All the bits are there; JBOD setups as described above are a tried, proven solution set with enough maturity for there to be multiple players at every point in the market. The margins aren't outrageous and the $/GB of redundant, highly available storage can go up against the many object storage solutions that are floating around. How the hardware holds up would seem to be the determining factor.
My tests of the XJ3000-4243S showed that it was a fantastically built unit. It has hot-swappable power supplies that survived my rigorous "let's see if we can break it" testing. It's got hot-swappable fans that are easy to replace and take punishment. We tested a number of drives ranging from 5400 RPM SATA to 15,000 RPM SAS disks and it handled them all just fine.
It has a 1+1 600w redundant 80 Plus PSU, tool-less rail kit and the onboard firmware for the SAS expanders make it upgradable.

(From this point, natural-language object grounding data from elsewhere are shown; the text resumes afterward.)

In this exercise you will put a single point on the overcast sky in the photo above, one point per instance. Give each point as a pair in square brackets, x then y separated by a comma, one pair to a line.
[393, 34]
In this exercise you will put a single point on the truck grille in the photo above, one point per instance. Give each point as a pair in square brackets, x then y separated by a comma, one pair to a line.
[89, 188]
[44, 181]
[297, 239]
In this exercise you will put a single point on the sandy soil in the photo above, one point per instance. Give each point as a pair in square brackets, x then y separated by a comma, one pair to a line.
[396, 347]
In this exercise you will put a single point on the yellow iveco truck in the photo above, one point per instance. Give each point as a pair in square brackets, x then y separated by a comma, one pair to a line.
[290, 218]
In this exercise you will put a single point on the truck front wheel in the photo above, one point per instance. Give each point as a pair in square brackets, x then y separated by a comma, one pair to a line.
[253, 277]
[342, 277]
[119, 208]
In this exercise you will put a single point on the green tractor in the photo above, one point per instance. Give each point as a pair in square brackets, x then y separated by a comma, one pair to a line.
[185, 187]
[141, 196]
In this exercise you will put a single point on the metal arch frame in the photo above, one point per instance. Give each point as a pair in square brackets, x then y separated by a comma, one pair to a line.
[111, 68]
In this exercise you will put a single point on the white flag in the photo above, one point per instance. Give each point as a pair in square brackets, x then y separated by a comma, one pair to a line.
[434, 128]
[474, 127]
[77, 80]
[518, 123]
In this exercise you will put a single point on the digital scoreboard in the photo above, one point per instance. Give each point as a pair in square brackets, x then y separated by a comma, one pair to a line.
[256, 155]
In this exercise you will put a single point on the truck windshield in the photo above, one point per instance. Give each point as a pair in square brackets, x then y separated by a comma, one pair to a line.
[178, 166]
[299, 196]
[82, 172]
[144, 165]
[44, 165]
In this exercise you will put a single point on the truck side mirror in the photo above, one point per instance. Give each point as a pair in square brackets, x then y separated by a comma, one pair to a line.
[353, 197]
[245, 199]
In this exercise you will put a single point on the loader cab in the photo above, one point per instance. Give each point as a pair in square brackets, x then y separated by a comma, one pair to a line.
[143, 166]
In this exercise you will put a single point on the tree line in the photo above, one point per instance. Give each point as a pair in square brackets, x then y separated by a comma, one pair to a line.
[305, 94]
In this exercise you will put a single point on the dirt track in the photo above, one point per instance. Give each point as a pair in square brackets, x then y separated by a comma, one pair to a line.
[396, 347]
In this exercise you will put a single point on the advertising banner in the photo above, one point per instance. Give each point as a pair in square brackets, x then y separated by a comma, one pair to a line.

The XJ3000-4243S handled temperature extremes to 45C (impressive, as it's only rated to 35C) and had some of the least frustrating hot-swap trays I've ever used. If you want to chain up more JBODs, you can; it has its own external ports and so you can get a lot more disks in your cluster than just what's in the pair of JBODs.
Fitness for purpose
If your goal is to slam each and every disk to the absolute red line and eke out every conceivable IOPS from every spindle and NAND chip, this is not the solution for you. As discussed above, a JBOD attaches multiple hard drives to a far smaller number of SAS ports via the SAS expanders and the mini-SAS connecter to the server's HBA. You can use up all of the interface bandwidth fairly easily, depending on what you are doing to the disks.
Object-based storage systems can scale out to more physical disks than the JBOD high-availability setups that these devices are typically used to create, but there's nothing that says you have to buy JBODs to run them in HA setups. AIC and other JBOD chassis vendors offer models that are designed to maximise the number of disks per system as opposed to the focus on high availability.
There is nothing that – in theory – stops you from building object storage arrays where an individual "system" controls an entire rack's worth of disks. I can't find anyone doing that, however, largely because that is an awful lot of spindles to be made unavailable if a single server dies. Getting the balance just right is the focus of many a doctoral thesis and the fevered marketing of everyone from Supermicro to Nutanix.
You can now officially attach more disks to a single server than most sane people would ever want to. If your goal is to build a Massive Array of Idle Disks (MAID) then I can't see why you'd ever use anything else. Even if you are building some big, sexy storage backend that will eventually become a SAN for virtualisation, Nexenta's numbers on this argue that you can do quite well with this arrangement.
The next few years are going to contain the most bitterly fought battles the storage wars have seen for some time. Enterprise SAN vendors are under siege from all sides. JBOD HA approaches will sound off object-based storage, virtual storage appliances and network-backed block-level replication schemes. If you're a storage vendor then you are most certainly living in interesting times. ®